Sì, signora Alice, sono il cugino d Massimo”.
La donna sorrise: “Chiamami Alice e dammi del tu, Alberto. Sei simpatico. Vieni a trovarmi domani”.
“Grazie, Alice, molto gentile” rispose il ragazzo confuso. Poi guardò con curiosità quella donna. Era bella, molto alta con lunghe gambe. Un po’ in carne, ma allora solo lui e pochi altri facevano ginnastica. La sera, sempre un po’ confuso, raccontò l’episodio a Massimo. “Sai Alice mi ha ringraziato e mi ha detto di andarla a trovare. Mi ha sorpreso, Ha tanti anni più di me, di cosa potremmo parlare? Non vorrei andare a fare la figura dello stupido”.
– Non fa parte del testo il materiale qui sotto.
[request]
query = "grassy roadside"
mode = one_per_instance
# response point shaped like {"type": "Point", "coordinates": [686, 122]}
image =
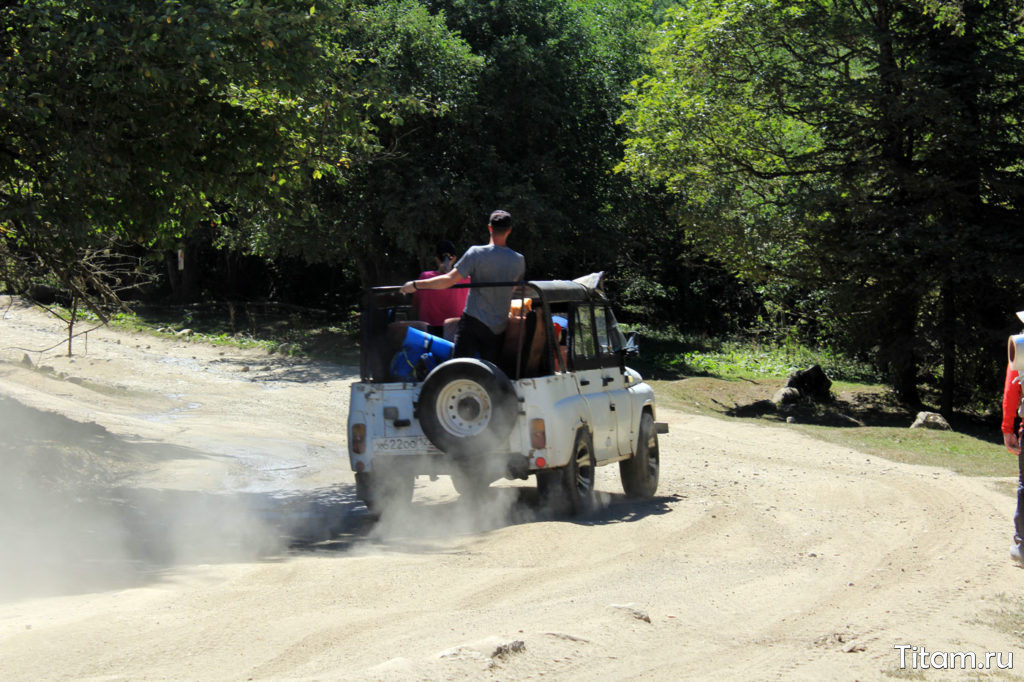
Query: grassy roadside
{"type": "Point", "coordinates": [737, 380]}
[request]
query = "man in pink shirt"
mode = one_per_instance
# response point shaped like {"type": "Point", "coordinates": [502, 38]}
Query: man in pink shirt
{"type": "Point", "coordinates": [435, 305]}
{"type": "Point", "coordinates": [1011, 438]}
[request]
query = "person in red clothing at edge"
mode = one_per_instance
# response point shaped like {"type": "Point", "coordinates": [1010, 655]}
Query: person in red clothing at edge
{"type": "Point", "coordinates": [434, 306]}
{"type": "Point", "coordinates": [1012, 439]}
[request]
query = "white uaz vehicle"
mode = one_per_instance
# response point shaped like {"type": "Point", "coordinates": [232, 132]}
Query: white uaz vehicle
{"type": "Point", "coordinates": [559, 403]}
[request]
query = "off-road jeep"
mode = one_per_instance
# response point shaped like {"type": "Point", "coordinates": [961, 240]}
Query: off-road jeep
{"type": "Point", "coordinates": [559, 402]}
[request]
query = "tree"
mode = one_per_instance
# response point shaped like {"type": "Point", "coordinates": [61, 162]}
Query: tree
{"type": "Point", "coordinates": [530, 96]}
{"type": "Point", "coordinates": [137, 121]}
{"type": "Point", "coordinates": [853, 147]}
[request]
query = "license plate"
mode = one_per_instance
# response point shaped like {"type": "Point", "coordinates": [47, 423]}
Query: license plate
{"type": "Point", "coordinates": [404, 445]}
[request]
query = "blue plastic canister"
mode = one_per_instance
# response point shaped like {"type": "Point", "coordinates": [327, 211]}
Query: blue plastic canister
{"type": "Point", "coordinates": [403, 365]}
{"type": "Point", "coordinates": [418, 342]}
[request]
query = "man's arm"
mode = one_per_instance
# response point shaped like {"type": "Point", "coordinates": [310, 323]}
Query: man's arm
{"type": "Point", "coordinates": [450, 279]}
{"type": "Point", "coordinates": [1011, 400]}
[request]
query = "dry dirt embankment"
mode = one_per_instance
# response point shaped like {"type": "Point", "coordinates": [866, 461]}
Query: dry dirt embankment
{"type": "Point", "coordinates": [174, 510]}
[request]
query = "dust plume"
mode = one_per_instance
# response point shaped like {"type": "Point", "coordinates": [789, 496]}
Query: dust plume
{"type": "Point", "coordinates": [71, 520]}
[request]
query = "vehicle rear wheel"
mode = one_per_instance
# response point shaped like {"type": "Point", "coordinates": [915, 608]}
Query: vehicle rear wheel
{"type": "Point", "coordinates": [639, 473]}
{"type": "Point", "coordinates": [385, 488]}
{"type": "Point", "coordinates": [570, 488]}
{"type": "Point", "coordinates": [467, 407]}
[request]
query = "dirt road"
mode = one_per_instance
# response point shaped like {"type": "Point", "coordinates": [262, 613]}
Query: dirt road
{"type": "Point", "coordinates": [172, 510]}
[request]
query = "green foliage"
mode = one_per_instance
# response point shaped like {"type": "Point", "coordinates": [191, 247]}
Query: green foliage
{"type": "Point", "coordinates": [140, 120]}
{"type": "Point", "coordinates": [855, 158]}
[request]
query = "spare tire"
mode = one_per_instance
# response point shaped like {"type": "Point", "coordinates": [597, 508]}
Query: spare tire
{"type": "Point", "coordinates": [467, 407]}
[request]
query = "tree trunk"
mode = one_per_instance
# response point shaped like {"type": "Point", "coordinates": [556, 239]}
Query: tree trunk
{"type": "Point", "coordinates": [947, 331]}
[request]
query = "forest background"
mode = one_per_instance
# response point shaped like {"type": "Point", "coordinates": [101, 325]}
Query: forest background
{"type": "Point", "coordinates": [844, 174]}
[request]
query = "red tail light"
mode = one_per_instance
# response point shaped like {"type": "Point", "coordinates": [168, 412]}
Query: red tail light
{"type": "Point", "coordinates": [358, 438]}
{"type": "Point", "coordinates": [538, 434]}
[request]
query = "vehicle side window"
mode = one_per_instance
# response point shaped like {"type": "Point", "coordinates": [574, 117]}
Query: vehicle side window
{"type": "Point", "coordinates": [583, 334]}
{"type": "Point", "coordinates": [606, 341]}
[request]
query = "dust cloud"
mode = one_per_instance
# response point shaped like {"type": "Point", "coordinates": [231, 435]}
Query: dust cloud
{"type": "Point", "coordinates": [72, 521]}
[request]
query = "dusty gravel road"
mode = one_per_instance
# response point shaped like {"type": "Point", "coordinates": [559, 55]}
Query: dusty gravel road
{"type": "Point", "coordinates": [170, 510]}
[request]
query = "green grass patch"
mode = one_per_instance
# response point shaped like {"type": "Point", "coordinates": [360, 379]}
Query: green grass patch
{"type": "Point", "coordinates": [862, 417]}
{"type": "Point", "coordinates": [670, 355]}
{"type": "Point", "coordinates": [737, 379]}
{"type": "Point", "coordinates": [274, 328]}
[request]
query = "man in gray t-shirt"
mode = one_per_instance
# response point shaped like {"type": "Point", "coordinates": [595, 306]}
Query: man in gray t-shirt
{"type": "Point", "coordinates": [486, 311]}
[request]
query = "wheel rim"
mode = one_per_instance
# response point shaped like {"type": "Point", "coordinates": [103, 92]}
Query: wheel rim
{"type": "Point", "coordinates": [464, 408]}
{"type": "Point", "coordinates": [585, 471]}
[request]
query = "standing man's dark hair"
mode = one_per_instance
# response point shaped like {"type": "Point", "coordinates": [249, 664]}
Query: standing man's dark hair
{"type": "Point", "coordinates": [486, 312]}
{"type": "Point", "coordinates": [501, 221]}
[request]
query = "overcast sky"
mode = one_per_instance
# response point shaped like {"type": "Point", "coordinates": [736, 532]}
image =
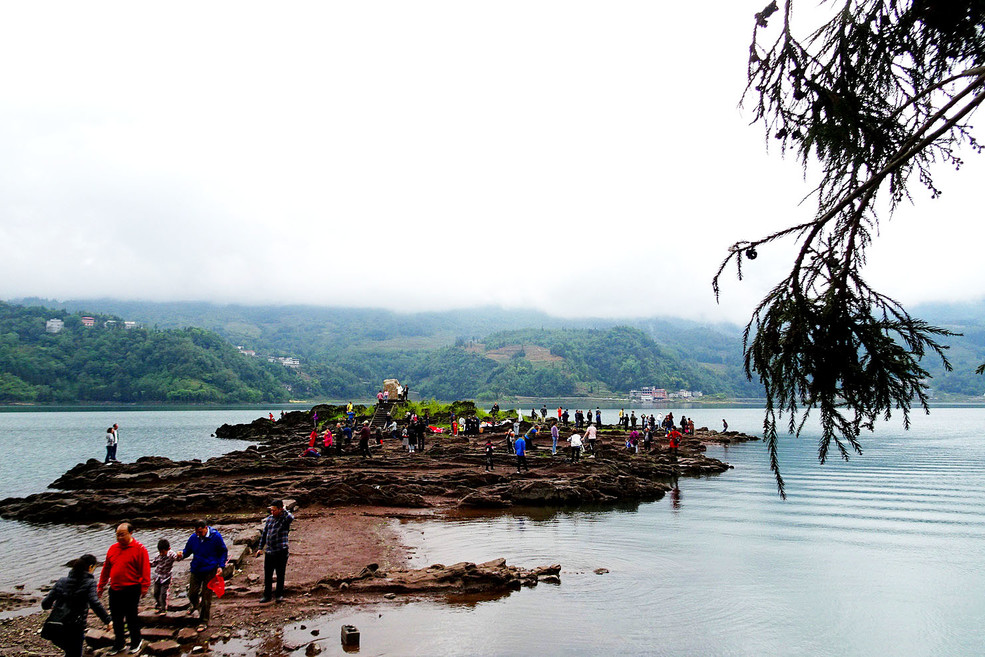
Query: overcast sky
{"type": "Point", "coordinates": [581, 158]}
Massimo scoppiò a ridere. “Alberto, sei proprio un ingenuo! Quella mica vuol fare tanti discorsi! Ti vuole per fare sesso con te! Ha un marito che ha oltre vent’anni più di lei e che poi non c’è mai”.
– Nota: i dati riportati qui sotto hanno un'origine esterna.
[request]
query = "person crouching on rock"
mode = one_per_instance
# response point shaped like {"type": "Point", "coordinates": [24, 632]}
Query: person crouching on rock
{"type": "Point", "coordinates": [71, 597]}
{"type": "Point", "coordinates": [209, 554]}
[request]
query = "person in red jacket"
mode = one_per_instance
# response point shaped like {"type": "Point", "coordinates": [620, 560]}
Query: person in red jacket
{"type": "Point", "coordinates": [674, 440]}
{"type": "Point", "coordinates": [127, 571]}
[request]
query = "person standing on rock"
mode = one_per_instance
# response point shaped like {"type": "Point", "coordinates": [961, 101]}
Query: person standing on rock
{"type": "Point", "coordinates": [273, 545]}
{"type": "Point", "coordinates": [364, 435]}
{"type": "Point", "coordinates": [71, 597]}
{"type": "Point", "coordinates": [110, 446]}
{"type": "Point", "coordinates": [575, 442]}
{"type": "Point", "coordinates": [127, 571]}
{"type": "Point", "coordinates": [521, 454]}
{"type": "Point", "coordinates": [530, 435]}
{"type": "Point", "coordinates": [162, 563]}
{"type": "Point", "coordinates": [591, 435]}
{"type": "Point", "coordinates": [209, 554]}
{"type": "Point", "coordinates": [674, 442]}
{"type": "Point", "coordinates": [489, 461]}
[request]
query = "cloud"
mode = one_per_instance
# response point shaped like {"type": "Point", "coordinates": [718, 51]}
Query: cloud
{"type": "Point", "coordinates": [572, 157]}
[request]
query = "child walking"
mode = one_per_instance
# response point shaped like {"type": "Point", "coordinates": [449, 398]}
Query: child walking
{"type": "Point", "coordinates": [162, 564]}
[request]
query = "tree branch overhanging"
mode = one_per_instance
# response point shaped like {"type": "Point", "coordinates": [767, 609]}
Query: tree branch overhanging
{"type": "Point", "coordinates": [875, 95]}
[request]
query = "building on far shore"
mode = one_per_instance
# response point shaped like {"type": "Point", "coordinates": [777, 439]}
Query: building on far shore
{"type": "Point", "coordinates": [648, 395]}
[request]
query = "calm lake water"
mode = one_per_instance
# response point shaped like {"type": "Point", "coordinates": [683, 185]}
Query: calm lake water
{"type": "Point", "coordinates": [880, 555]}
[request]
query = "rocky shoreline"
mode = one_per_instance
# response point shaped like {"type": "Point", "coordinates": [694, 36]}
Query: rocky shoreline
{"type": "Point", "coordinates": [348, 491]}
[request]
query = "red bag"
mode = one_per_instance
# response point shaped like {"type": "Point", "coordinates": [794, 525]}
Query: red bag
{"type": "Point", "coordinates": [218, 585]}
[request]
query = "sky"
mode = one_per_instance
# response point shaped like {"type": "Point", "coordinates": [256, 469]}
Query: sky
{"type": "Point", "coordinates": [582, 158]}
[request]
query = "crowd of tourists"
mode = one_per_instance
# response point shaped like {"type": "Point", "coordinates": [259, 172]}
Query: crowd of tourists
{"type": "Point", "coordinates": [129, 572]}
“Davvero? Ma come mai ha sposato uno così più vecchio di lei? E come mai gli fa tante corna?”.
“Dopo la guerra suo padre si era trovato in grosse difficoltà. Aveva un palazzo che era stato distrutto dai bombardamenti e quindi era diventato povero. Un suo amico si era preso una cotta per Alice, che era bellissima. Lui era ricco e in cambio del matrimonio li salvò dalla miseria. Più tardi il padre di lei si arricchì di nuovo, ma grazie al genero”.
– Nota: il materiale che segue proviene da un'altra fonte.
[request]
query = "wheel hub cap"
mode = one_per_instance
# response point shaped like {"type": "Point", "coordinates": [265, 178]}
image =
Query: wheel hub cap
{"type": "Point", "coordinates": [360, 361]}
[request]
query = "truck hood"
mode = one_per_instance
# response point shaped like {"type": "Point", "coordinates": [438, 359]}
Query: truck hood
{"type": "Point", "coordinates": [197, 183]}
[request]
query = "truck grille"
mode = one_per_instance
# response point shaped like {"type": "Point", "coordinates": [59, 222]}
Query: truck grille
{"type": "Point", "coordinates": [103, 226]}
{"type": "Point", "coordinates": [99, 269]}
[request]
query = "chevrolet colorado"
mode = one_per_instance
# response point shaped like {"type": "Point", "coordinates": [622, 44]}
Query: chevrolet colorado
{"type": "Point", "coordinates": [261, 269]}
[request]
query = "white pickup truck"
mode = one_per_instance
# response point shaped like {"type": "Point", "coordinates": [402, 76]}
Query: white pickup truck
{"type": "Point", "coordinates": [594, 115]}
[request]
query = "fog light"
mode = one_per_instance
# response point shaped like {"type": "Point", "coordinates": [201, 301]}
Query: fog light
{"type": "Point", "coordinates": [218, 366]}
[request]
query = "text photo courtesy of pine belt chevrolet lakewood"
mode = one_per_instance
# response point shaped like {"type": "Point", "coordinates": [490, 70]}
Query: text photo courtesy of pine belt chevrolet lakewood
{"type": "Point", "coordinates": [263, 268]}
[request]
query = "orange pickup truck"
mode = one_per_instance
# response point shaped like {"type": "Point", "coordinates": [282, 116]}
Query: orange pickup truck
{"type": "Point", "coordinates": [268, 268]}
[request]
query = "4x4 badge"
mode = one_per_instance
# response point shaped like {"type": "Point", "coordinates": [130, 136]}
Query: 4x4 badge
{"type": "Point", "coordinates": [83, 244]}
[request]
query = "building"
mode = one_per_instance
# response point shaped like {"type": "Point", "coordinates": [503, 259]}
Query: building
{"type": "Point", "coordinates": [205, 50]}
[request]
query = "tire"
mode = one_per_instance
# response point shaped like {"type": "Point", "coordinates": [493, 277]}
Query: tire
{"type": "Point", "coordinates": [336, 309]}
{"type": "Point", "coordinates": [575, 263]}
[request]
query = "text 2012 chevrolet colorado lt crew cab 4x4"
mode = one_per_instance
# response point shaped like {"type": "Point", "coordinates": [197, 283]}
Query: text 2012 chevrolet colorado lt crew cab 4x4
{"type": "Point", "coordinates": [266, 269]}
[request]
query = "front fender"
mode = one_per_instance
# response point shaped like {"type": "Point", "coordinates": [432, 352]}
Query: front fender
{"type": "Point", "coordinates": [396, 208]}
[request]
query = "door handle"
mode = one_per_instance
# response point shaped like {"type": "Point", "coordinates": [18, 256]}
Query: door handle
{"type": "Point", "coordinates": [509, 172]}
Dopo una breve pausa proseguì: “Intanto gli anni di differenza si facevano sentire. Il marito è un uomo intelligente e capì che doveva chiudere un occhio e così non si è mai opposto alle avventure di lei, che è sempre stata molto corteggiata, ma che non vuole dare scandali. Quindi tu domani vai pure tranquillo. Imparerai qualcosa. Non temere. Non essere imbarazzato. Le donne sposate non parlano mai in pubblico di come si comportano i loro amanti. Coraggio Alberto”.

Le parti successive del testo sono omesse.